My take, for what it's worth, is that when those students said I was "yelling" at them, what they meant was that I was being critical of them. They were not reporting my tone of voice, that is, but rather the fact that I was saying something unpleasant and they felt attacked despite my efforts to maintain calm and to express the message neutrally. (I still don't know what more to do in those situations: even saying "Let's talk about this later" seems to come across as an attack sometimes.)
So without prejudging the question of whether it is really true that girls feel "yelled at" in more situations than boys do, is it possible that "yelled at" doesn't mean the same thing to all of these young people?

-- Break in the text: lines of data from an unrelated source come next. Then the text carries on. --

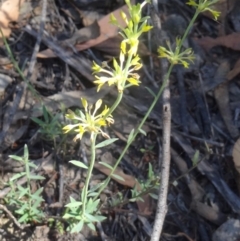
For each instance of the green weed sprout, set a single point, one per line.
(25, 203)
(50, 126)
(122, 75)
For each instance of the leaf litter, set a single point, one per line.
(201, 195)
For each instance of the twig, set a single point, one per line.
(2, 207)
(165, 167)
(39, 39)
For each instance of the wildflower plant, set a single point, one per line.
(26, 204)
(122, 74)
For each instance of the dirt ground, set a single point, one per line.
(52, 47)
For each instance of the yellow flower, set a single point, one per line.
(90, 121)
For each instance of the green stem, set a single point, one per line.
(120, 94)
(188, 30)
(150, 109)
(137, 131)
(89, 174)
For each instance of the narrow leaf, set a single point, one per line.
(143, 132)
(106, 165)
(151, 92)
(118, 177)
(106, 142)
(79, 164)
(130, 136)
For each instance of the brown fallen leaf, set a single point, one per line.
(9, 12)
(107, 30)
(236, 160)
(208, 212)
(236, 155)
(222, 6)
(84, 34)
(231, 41)
(129, 181)
(221, 94)
(230, 230)
(235, 71)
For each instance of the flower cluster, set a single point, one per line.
(123, 72)
(176, 57)
(89, 122)
(117, 75)
(135, 26)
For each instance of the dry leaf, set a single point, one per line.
(222, 6)
(9, 12)
(208, 212)
(235, 71)
(84, 34)
(221, 95)
(107, 30)
(231, 41)
(129, 181)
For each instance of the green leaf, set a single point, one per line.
(130, 136)
(17, 158)
(45, 114)
(37, 193)
(90, 217)
(23, 218)
(79, 164)
(36, 177)
(31, 164)
(100, 218)
(151, 92)
(26, 153)
(17, 176)
(143, 132)
(118, 177)
(23, 191)
(154, 196)
(195, 158)
(74, 204)
(106, 165)
(91, 226)
(106, 142)
(78, 227)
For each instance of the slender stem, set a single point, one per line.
(89, 174)
(137, 130)
(120, 94)
(151, 107)
(188, 30)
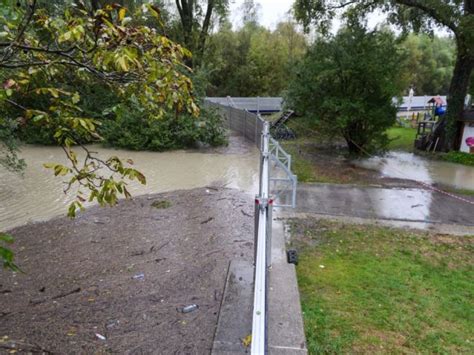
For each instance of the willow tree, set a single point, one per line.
(196, 22)
(416, 15)
(38, 47)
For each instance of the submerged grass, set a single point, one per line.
(369, 289)
(402, 138)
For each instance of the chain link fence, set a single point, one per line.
(246, 123)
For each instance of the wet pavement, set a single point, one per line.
(402, 204)
(409, 166)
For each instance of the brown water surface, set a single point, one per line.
(38, 195)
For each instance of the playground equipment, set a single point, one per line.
(430, 131)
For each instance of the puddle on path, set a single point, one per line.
(38, 194)
(410, 166)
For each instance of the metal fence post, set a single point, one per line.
(245, 123)
(269, 232)
(256, 219)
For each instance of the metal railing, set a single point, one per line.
(255, 129)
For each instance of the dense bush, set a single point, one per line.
(347, 89)
(128, 126)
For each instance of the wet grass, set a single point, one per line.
(402, 138)
(367, 289)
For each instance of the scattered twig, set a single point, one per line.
(61, 295)
(245, 213)
(207, 220)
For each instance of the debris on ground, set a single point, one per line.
(161, 204)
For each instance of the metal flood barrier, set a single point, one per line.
(272, 159)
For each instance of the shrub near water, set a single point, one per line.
(460, 158)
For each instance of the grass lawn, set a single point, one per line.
(403, 138)
(368, 289)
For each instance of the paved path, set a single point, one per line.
(402, 204)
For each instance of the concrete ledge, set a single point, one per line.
(285, 322)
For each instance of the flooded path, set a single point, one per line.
(38, 195)
(398, 204)
(409, 166)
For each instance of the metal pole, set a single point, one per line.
(260, 285)
(269, 232)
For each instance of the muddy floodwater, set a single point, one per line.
(38, 195)
(409, 166)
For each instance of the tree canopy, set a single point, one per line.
(38, 50)
(346, 90)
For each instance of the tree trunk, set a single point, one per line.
(204, 32)
(186, 14)
(457, 93)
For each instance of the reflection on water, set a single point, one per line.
(410, 166)
(38, 194)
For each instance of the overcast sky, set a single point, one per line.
(274, 11)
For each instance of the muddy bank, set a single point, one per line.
(122, 273)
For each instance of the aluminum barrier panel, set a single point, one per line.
(273, 161)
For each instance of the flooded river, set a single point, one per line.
(38, 195)
(409, 166)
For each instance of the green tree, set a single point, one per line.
(196, 22)
(430, 63)
(347, 90)
(417, 15)
(253, 61)
(38, 48)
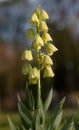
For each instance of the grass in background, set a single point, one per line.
(4, 125)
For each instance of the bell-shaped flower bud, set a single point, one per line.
(47, 60)
(30, 33)
(26, 69)
(44, 15)
(46, 37)
(41, 57)
(27, 55)
(48, 72)
(34, 19)
(43, 26)
(33, 75)
(38, 42)
(50, 48)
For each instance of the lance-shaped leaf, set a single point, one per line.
(56, 116)
(48, 101)
(24, 112)
(12, 126)
(69, 124)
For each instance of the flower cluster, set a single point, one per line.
(40, 39)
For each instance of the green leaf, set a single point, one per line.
(24, 123)
(56, 116)
(40, 118)
(48, 101)
(12, 126)
(76, 125)
(30, 98)
(24, 112)
(69, 124)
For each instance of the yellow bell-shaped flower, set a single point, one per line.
(47, 60)
(48, 72)
(30, 33)
(26, 69)
(43, 26)
(44, 15)
(38, 42)
(33, 75)
(46, 37)
(41, 57)
(50, 49)
(27, 55)
(34, 19)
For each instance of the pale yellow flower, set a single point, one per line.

I suspect that this is a better approximation to the truth than any story about hearing thresholds. Speaking for myself, if I think back over times in my life when I've said things like "stop yelling at me", I believe that what I've generally meant is "stop saying mean things to me", even if I also genuinely felt that an excessively harsh tone of voice had been used. I have no idea whether young women feel or express this sentiment more often than young men, but if they do, I very much doubt that the explanation has to do with hearing thresholds.]